Auch die stark steigenden Preise machen vielen Brauern zu schaffen: Nicht nur Zutaten wie Malz und Hopfen, auch Produkte wie Etiketten, Leim, Lauge und Kronkorken werden immer teurer - von den Energiepreisen ganz zu schweigen.
Gerade kleine Betriebe hatten außerdem bereits vor der Pandemie damit zu kämpfen, dass sie nicht all ihr Leergut zurückbekamen - eine Problematik, die sich verschärft hat, weil für viele Betriebe der Absatz in Flaschen gerade zu Lockdown-Zeiten die einzige Möglichkeit war, Geld zu verdienen.

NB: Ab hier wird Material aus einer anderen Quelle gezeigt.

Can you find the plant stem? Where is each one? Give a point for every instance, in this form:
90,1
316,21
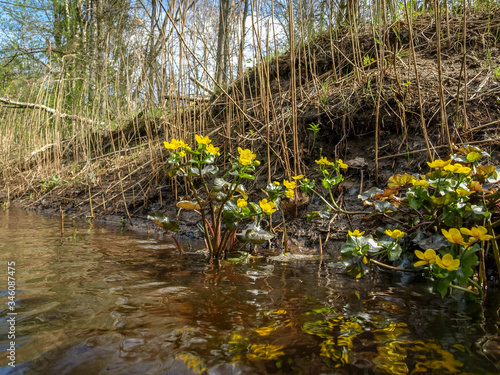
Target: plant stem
478,287
335,208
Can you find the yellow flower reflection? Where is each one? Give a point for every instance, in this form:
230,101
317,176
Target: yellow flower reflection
192,362
448,262
265,351
396,234
429,257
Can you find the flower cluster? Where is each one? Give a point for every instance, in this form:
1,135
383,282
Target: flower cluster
460,197
430,257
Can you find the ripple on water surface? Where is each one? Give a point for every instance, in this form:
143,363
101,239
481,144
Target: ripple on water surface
107,301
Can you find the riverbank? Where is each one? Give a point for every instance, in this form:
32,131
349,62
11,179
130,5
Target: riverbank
380,118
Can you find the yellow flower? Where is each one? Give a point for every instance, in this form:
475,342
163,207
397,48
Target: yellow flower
175,144
323,161
458,168
400,180
241,203
439,163
478,233
267,207
463,192
394,233
202,140
422,183
341,164
246,156
212,150
475,186
448,262
474,156
428,257
356,233
453,235
485,170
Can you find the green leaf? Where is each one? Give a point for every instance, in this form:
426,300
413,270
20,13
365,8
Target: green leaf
230,215
241,189
210,169
435,241
220,184
370,194
246,175
188,205
164,222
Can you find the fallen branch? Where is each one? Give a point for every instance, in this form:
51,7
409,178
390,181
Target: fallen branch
15,104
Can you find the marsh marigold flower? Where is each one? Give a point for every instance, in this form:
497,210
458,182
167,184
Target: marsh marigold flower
356,233
267,207
323,161
463,192
428,257
341,164
212,150
439,163
478,233
453,236
202,140
396,234
448,262
246,156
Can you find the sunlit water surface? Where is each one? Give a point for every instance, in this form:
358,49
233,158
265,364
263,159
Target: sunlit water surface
105,300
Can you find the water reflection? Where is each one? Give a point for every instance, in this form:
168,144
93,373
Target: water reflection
105,301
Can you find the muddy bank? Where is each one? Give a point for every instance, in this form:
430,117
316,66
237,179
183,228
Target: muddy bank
338,92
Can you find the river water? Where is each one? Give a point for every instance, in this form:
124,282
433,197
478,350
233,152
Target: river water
107,300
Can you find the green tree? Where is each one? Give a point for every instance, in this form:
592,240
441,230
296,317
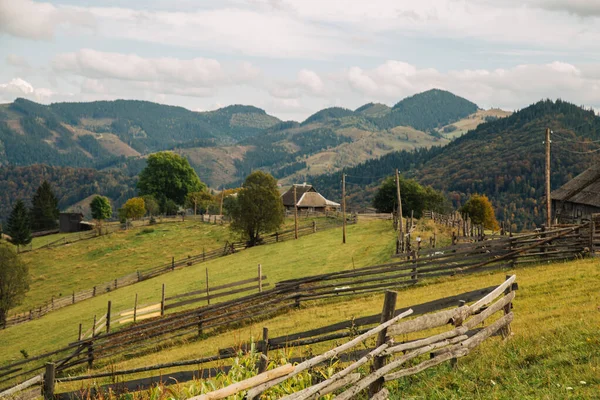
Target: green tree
200,200
44,210
14,281
101,208
19,226
415,198
259,208
168,176
151,205
480,210
134,208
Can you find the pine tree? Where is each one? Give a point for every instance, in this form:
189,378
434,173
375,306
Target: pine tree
44,211
19,228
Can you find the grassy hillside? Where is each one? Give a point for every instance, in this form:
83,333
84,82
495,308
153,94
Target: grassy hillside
60,271
552,353
368,243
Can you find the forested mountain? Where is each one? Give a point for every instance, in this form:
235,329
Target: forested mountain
69,184
428,110
503,159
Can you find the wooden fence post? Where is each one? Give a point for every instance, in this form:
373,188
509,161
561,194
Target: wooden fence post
506,329
108,317
207,291
264,350
90,347
135,309
389,307
49,378
162,302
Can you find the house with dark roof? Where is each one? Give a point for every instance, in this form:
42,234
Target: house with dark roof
307,198
578,199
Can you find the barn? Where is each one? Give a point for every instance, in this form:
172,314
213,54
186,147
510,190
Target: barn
307,199
579,198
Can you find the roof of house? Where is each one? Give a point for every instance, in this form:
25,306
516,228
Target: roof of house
583,189
314,199
288,197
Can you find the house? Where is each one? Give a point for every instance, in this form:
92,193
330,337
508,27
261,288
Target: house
578,199
308,199
73,222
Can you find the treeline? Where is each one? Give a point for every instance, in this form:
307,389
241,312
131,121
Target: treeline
69,184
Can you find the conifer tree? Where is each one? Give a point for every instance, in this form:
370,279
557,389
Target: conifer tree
19,228
44,210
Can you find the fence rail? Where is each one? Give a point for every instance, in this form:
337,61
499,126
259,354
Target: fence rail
464,332
560,243
129,279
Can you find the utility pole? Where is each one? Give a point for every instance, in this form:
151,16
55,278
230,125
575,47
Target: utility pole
221,206
295,214
400,247
343,207
548,200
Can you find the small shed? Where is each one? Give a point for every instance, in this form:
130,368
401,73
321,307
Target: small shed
307,199
578,199
73,222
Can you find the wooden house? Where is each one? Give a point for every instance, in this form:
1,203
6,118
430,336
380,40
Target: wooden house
73,222
578,199
308,199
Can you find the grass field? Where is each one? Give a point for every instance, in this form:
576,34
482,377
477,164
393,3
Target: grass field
554,352
368,243
61,270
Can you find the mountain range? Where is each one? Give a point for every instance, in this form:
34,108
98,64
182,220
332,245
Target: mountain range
223,146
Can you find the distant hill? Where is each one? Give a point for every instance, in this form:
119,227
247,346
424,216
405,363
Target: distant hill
428,110
70,185
85,134
503,158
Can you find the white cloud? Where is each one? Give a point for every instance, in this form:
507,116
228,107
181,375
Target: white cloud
510,88
39,21
167,75
18,87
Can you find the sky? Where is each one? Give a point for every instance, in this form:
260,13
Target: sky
295,57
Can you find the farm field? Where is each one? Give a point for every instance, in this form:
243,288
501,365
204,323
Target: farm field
552,354
61,270
368,243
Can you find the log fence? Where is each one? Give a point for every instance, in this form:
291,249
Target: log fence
129,279
562,243
427,347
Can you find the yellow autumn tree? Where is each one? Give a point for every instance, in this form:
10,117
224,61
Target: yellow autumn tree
480,210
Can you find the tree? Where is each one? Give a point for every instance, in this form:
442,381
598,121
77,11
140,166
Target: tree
415,197
14,281
480,210
259,208
151,205
199,199
18,227
101,209
134,208
44,210
168,176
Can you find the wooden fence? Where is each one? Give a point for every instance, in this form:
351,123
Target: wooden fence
464,332
558,244
129,279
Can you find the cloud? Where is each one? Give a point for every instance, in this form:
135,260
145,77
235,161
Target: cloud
17,61
39,21
167,75
581,8
510,88
18,87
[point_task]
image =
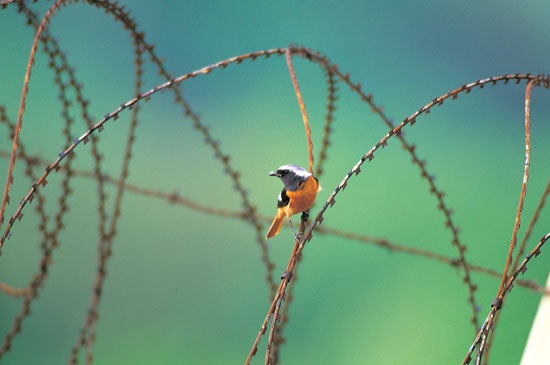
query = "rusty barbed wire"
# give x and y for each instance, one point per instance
(107, 227)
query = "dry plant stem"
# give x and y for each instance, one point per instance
(30, 63)
(534, 218)
(483, 338)
(506, 271)
(329, 118)
(486, 327)
(302, 108)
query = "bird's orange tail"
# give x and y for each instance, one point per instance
(276, 225)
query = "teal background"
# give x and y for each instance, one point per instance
(188, 288)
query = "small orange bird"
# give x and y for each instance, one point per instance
(298, 195)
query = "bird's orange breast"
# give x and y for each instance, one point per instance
(302, 198)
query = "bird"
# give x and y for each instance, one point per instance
(298, 195)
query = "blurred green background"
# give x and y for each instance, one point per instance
(186, 287)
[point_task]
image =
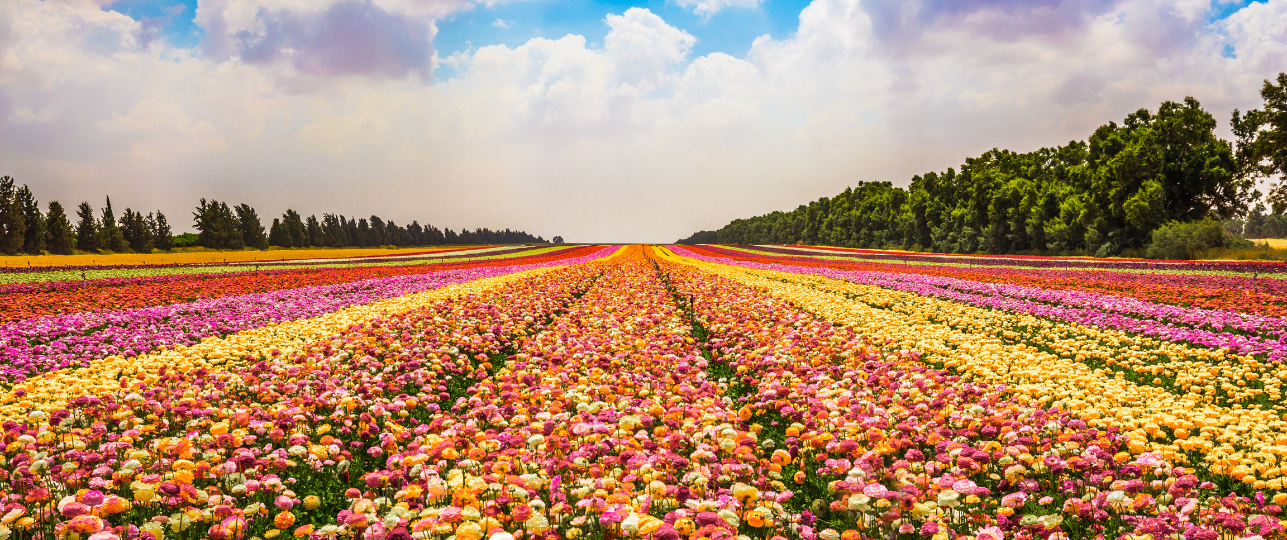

Das rettete einigen sicherlich zumindest ein gewisses Maß an Umsatz, stellte jedoch Brauereigaststätten vor eine andere Herausforderung: Anders als andere Gastronomiebetriebe gelten sie somit als Mischbetriebe und hatten nur dann Anspruch auf staatliche Überbrückungshilfen, wenn sie weniger als 20 Prozent ihres Umsatzes mit Flaschenbierverkauf machen. 300 Brauereibetriebe aus ganz Deutschland wandten sich in einem offenen Brief an die Politik, um auf ihre Situation aufmerksam zu machen.
So mancher Brauer sah sich gezwungen, sein Bier zu verschenken, es vor Ablauf des Mindesthaltbarkeitsdatums günstiger zu verkaufen - oder gar fässerweise wegzuschütten. Die Stadtbrauerei Spalt kam mit einer vermeintlichen Stellenausschreibung für Reste-Trinker (Trinkfestigkeit von Vorteil) bundesweit in die Schlagzeilen.